Ketoconazole should be used with caution simultaneously with the following drugs: alfentanil, buprenorphine (IV and sublingual), oxycodone, digoxin, coumarins, cilostazol, repaglinide, saxagliptin, praziquantel, ebastine, eletriptan, bortezomib, busulfan, docetaxel, erlotinib, imatinib, ixabepilone, lapatinib, trimetrexate, vinca alkaloids, alprazolam, aripiprazole, brotizolam, buspirone, haloperidol, midazolam (IV), perospirone, quetiapine, ramelteon, risperidone, maraviroc, indinavir, saquinavir, nadolol, verapamil, aliskiren, aprepitant, budesonide, ciclesonide, cyclosporine, dexamethasone, fluticasone, methylprednisolone, sirolimus, tacrolimus, temsirolimus, atorvastatin, reboxetine, fesoterodine, imidafenacin, sildenafil, solifenacin, tadalafil, tolterodine, alitretinoin (oral dosage form), cinacalcet, mozavaptan, tolvaptan.

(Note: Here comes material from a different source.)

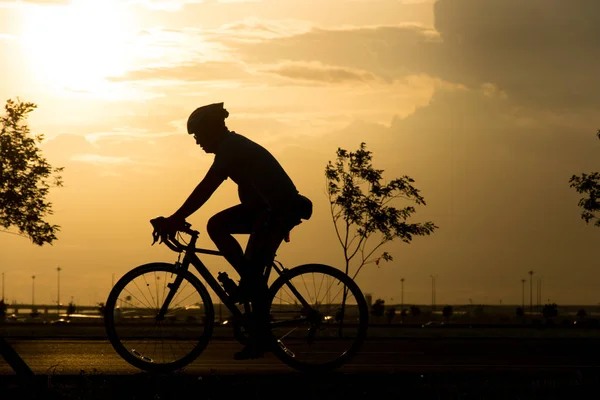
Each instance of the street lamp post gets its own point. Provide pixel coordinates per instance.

With concomitant use, careful monitoring of the patient’s clinical condition is recommended, if necessary – monitoring of the drug concentration in blood plasma and if required – reducing its dose.

In isolated cases, a disulfiram-like reaction is possible when consuming alcohol while taking ketoconazole.

Storage Conditions

Store at 2°C (36°F) to 25°C (77°F). Keep in original packaging, protected from light. Keep out of reach of children.

Dispensing Status

Over-the-Counter

Important Safety Information

This information is for educational purposes only and does not replace professional medical advice. Always consult your doctor before use. Dosage and side effects may vary. Use only as prescribed.